How well a person recovers depends on the neuroplasticity of their brain – that means the ability of other parts of the brain to take over the function that the damaged part can no longer perform. A person who has frontal lobe damage is more likely to experience personality change.
“A change of personality may not just be linked to injury to the brain itself. Imagine you are a young 25-year-old, out having a good time with friends. Two months later you wake up in coma and can't move. There are many psychological effects,” he said.
Rhiannon has really short term memory. She has no control over her left hand and has to be prompted to do anything. Sometimes she has terrible mood swings.
This is why Bev and Rhiannon speak to school students.
“I want to stop it from happening to everyone else. I’m lucky that I have close family. I’ve lost all my friends.”

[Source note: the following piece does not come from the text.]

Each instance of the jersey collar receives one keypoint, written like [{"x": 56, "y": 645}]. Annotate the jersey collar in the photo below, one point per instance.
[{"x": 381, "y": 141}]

While the medical community is continuing to learn more about the brain, doctors remain concerned that young people are not aware of the risks of dangerous behaviour and motor vehicle accidents.
“I don’t think young people think they are ever going to be involved in accident. They think - ‘I know how to handle my car, I know how to my handle a drink’. Accidents are the furthest from their mind,” Dr Sahathevan said.
“They need information, they’re all not indestructible. This is what could to happen.”
Bev and Rhiannon don’t sugar coat brain injury. They tell the students the nitty gritty.
“It’s good for the kids to see. Everyone is the same – you read about road trauma in the paper and once you read that paper you close it and forget about it,” Bev said.
“The kids see Rhiannon and they get it."
Rhiannon is lucky, she says. She met Matt a year after the accident and they were married six years ago.
Matt doesn’t know what Rhiannon was like before the accident, he hadn’t met her.
Sometimes dealing with her mood swings is hard. But Matt loves her.
“Rhiannon has good days and bad days. On her best day Rhiannon is a normal person, on her worst it’s hard. I didn’t know her before the accident so I can’t compare personality wise,” Matt said.
Bev has one message to kids who take risk with their lives.
“Don’t feel pressured. If you get in a car with someone they have your life in their hands. We want to get to people before they get their lives torn apart,” Bev said.